Nanbu Bijin Brewery
- Industry: Beverage
- Founded: 1902
- Headquarters: 13 Aza Kamimachi, Fukuoka, Ninohe-shi, Iwate 028-6101,Japan
- Key people: Kuramoto Kuji Hideo Kuji Kosuke Hajime Yamaguchi (Brewmaster)
- Products: sake
- Website: www.nanbubijin.co.jp

= Nanbu Bijin Brewery =

Brewery in Iwate Prefecture, Japan

Nanbu Bijin Brewery (also known as Kuji Shuzo) is located in Ninohe City in Japan.

==History==
In 1902, Nanbu Bijin Brewery was first established as only a sake retailer. Then, in 1915, it was licensed to brew sake. Its name comes from a combination of words: nanbu stands for the region, and bijin for beautiful woman. The current tōji (Kanji: 杜氏 Hiragana: とうじ), or master sake brewer, is Hajime Yamaguchi.
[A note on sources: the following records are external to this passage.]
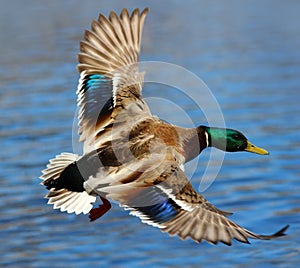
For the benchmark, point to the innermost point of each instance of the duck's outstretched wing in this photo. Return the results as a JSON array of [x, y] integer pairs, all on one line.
[[109, 79], [164, 198]]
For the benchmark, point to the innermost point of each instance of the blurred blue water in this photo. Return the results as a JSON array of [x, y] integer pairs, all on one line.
[[246, 52]]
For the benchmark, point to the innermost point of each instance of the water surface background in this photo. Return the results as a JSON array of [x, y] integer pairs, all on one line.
[[247, 52]]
In 1992, Hajime was selected by the Ministry of Labor as one of the 100 Great Craftsmen.

Currently, Kuramoto Kuji Hideo and his son, Kuji Kosuke, are active in the business and employ about 25 people. Kuji Kosuke is slated to be the 7th generation of the Kuramoto family.

===Kuji Kosuke===
Kuji Kosuke was born May 11, 1972. He graduated from Tokyo University of Agriculture's Department of Brewing and Fermentation. In 2005, he received the Iwate Prefecture Young Distinguished Technician Award. In 2006, he became a member of the board of trustees of Fukuoka High School.
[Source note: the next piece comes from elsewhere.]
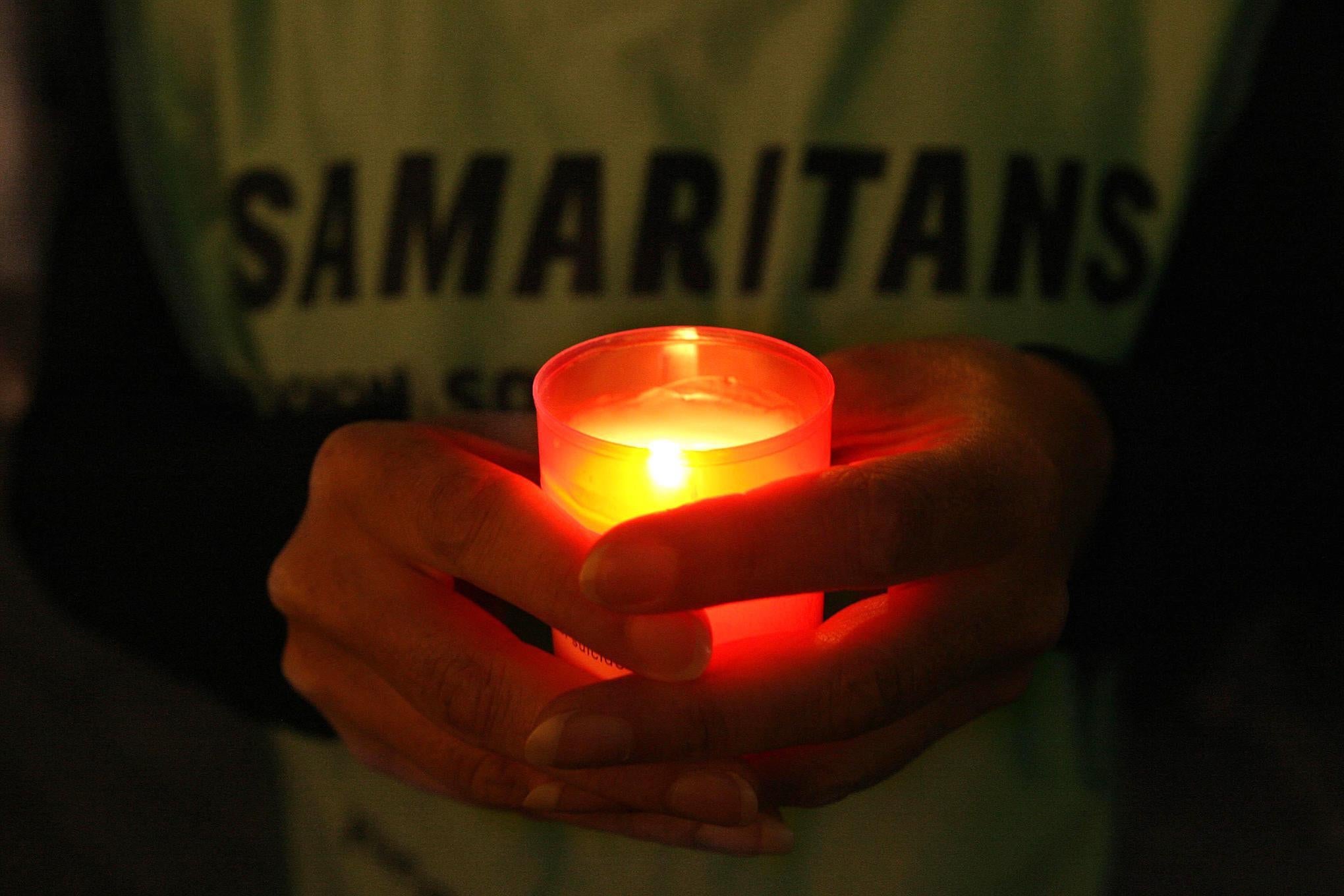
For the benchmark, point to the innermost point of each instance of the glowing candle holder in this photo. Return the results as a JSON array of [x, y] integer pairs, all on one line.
[[648, 420]]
====Positions of Public Service====
- Chairperson, Cassiopeia Corporation Youth Conference
- School Board Member, Fukuoka High School, Iwate Prefecture
- Vice-chairman, Technology Committee, Iwate Prefecture Brewers and Distillers’ Association

==In popular culture==
In the movie, Kampai! For the Love of Sake, the brewery is discussed.